Solving Puzzle of Limit of Integral: $\frac{2e^{-i\alpha x}}{1+\alpha^2}$?

In summary, the author was trying to solve an equation involving an eigenvalue and an eigenfunction, but got stuck on the first step. They eventually found the solution by using an identity operator and projecting into position space.
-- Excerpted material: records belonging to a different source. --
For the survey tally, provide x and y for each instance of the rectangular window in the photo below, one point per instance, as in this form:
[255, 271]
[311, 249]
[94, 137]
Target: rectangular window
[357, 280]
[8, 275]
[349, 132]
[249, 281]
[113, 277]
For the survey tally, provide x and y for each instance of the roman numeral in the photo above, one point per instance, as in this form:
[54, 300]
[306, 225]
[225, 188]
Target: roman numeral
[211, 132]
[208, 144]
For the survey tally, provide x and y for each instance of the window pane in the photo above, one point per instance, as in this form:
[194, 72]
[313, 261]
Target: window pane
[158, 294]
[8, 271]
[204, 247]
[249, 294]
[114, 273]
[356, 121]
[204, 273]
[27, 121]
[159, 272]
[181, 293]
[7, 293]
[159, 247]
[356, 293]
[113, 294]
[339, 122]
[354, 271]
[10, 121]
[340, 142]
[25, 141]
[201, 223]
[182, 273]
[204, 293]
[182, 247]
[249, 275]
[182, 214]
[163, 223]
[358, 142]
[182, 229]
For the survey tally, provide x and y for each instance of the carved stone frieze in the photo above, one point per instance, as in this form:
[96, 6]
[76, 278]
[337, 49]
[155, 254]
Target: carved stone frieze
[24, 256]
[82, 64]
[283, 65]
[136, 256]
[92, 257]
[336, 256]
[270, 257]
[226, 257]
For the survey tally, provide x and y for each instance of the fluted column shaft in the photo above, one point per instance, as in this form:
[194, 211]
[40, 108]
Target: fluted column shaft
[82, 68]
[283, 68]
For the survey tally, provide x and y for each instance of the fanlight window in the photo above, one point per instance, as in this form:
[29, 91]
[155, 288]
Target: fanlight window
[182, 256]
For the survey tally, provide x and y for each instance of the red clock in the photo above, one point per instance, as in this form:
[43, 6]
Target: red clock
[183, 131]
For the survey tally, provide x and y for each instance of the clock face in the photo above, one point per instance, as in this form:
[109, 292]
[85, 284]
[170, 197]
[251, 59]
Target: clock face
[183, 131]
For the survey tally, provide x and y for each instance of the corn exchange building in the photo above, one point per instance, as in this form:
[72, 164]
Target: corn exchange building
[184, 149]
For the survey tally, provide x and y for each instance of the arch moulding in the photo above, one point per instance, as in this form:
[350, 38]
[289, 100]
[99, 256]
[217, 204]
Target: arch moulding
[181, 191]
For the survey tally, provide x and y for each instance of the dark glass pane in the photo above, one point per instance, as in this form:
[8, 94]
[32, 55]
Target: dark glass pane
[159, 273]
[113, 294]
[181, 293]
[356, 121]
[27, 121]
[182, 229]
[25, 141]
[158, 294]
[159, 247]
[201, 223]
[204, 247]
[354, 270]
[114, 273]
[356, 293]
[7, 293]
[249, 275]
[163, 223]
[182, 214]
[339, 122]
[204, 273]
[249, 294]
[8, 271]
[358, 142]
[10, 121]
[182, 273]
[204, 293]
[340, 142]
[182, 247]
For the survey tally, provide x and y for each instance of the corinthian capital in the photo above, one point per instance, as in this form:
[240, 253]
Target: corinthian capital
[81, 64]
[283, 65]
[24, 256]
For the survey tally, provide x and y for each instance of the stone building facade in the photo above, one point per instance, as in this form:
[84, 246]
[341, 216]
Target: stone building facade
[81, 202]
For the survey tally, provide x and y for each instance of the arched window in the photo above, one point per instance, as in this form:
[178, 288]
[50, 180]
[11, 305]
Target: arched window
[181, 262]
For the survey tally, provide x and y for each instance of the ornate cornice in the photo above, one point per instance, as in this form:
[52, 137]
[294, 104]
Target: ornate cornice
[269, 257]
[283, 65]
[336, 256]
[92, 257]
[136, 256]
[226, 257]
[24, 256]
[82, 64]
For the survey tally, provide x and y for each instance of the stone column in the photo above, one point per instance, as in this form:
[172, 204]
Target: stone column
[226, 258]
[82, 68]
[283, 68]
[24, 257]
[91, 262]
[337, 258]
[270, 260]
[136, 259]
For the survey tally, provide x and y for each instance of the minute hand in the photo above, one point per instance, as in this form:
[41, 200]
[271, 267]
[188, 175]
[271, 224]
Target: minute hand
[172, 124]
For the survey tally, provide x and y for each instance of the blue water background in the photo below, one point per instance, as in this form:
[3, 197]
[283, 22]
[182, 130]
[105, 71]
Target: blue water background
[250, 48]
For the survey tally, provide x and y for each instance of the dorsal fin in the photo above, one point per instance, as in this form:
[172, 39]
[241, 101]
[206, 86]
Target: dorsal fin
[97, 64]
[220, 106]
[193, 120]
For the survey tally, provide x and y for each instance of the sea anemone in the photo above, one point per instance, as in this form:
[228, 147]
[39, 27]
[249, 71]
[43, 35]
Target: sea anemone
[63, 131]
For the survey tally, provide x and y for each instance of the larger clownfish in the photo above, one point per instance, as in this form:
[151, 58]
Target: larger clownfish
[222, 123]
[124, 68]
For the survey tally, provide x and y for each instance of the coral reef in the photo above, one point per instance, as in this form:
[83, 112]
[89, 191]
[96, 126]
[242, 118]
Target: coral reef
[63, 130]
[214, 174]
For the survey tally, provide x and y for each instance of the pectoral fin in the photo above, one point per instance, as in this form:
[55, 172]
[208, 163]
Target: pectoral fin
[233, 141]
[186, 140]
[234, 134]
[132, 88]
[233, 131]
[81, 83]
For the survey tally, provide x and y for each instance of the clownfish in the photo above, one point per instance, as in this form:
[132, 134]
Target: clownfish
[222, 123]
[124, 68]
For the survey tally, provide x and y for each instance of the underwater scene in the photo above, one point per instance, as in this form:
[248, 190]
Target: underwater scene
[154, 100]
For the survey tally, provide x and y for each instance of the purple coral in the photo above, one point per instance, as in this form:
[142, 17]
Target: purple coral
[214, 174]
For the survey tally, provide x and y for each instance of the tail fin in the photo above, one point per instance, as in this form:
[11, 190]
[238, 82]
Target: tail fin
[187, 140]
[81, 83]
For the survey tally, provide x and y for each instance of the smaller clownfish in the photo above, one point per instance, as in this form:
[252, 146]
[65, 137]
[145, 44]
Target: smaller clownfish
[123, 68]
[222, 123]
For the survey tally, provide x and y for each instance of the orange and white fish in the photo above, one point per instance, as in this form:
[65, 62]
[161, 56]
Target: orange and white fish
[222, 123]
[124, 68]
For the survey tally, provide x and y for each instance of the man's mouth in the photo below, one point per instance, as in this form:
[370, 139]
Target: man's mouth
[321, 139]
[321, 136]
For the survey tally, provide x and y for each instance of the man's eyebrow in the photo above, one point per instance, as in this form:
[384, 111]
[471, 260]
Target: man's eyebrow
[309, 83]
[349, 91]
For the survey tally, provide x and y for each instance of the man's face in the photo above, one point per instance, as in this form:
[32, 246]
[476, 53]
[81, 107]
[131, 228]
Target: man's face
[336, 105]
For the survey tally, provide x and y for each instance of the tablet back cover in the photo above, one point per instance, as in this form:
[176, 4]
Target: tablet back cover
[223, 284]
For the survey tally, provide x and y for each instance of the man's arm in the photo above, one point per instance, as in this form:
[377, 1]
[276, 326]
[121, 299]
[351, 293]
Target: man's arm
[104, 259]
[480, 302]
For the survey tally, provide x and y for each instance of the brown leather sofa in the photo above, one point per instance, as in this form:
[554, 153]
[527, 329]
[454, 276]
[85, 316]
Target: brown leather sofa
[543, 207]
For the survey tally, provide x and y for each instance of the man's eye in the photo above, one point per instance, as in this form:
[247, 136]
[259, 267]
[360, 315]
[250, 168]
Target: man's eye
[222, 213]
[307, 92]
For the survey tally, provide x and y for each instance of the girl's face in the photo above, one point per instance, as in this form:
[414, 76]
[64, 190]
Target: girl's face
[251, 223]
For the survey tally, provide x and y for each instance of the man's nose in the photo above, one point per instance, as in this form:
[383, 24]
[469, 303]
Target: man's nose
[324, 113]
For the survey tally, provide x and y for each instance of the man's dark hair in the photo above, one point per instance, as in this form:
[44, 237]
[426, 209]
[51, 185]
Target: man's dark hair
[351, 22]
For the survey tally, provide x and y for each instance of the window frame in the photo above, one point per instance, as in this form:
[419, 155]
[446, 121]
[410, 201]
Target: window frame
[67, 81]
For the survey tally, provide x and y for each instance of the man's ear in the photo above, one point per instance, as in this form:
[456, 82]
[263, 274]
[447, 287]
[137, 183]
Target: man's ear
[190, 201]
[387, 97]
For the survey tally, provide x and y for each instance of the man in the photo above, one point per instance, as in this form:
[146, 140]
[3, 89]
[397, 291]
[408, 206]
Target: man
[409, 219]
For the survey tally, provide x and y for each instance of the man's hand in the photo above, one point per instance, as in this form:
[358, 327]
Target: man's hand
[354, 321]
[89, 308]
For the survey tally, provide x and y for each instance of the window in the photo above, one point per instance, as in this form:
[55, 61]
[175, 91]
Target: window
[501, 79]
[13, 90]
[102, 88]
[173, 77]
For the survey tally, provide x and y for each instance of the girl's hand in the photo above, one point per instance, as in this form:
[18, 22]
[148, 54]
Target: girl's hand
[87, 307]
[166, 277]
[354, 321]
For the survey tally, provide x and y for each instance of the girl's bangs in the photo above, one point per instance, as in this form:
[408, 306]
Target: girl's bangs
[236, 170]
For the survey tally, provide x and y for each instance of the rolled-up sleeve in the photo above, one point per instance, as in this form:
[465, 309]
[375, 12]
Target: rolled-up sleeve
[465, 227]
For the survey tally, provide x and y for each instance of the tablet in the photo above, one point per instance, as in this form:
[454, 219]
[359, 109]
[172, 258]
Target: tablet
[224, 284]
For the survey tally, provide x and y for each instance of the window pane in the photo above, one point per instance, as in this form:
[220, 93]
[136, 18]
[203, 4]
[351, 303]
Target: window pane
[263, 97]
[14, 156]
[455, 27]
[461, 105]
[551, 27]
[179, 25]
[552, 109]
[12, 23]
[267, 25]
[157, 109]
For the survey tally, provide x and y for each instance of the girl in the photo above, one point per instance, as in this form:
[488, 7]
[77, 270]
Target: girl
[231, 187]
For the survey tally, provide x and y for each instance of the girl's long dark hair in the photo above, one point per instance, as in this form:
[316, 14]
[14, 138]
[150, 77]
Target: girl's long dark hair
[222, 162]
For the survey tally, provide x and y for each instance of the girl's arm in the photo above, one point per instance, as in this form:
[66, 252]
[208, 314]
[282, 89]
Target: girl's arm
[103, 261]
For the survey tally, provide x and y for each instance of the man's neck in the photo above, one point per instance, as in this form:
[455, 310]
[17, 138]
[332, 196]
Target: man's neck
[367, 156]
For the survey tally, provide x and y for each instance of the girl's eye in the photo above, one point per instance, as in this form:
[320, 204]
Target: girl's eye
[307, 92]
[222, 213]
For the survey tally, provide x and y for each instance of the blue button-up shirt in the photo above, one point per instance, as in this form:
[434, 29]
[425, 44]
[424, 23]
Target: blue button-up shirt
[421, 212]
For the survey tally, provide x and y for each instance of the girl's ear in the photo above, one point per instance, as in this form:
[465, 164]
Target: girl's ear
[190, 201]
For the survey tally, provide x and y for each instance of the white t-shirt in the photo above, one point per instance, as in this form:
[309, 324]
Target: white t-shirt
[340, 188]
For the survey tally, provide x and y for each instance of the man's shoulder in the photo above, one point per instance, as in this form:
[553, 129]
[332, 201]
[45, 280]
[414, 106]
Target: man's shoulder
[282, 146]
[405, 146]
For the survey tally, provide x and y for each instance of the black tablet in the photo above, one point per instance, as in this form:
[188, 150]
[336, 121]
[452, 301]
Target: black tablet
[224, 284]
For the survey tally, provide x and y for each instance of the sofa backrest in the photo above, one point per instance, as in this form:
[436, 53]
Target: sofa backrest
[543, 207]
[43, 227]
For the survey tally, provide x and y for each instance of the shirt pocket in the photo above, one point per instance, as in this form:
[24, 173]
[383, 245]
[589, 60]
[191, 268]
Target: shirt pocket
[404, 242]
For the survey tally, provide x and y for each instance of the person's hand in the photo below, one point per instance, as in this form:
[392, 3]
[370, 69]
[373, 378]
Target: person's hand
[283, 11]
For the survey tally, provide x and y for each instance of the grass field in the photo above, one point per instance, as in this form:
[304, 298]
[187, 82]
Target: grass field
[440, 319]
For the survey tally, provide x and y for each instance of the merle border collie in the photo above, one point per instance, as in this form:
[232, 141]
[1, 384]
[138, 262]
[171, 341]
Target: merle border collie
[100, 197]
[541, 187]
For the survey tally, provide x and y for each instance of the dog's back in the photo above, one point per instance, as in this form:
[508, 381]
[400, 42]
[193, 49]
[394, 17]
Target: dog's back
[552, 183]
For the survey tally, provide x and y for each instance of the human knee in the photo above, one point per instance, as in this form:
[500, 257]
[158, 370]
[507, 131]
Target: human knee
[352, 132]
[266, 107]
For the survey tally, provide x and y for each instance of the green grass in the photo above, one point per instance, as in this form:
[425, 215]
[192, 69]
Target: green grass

They were then able to solve the second integral by using residues.
  • #1
TOKAMAK
45
0
This isn't really homework for a class, but i figured this would be the most appropriate place for this question:
What would this quantity be?
[tex] \lim_{t \rightarrow \infty} e^{-i \alpha |x - t|} \cdot (|x -t| - 1) - \lim_{t \rightarrow - \infty} e^{-i \alpha |x - t|} \cdot (|x -t| - 1) = ? [/tex]

It looks to me like it is just zero, but I was hoping it would be:
[tex] \frac{2e^{-i \alpha x}}{1 + \alpha^2} [/tex]

where [tex] \alpha [/tex] is a real number, since this was the last step in proving that
[tex] f(t) = e^{-i \alpha t} [/tex]

is an eigenfunction of the kernel:
[tex] K(x,t) = e^{-i \alpha |x - t|} [/tex]

with an eigenvalue:
[tex] \lambda = \frac{2}{1 + \alpha^2} [/tex]

Perhaps I solved my integral wrong or made a mistake somewhere.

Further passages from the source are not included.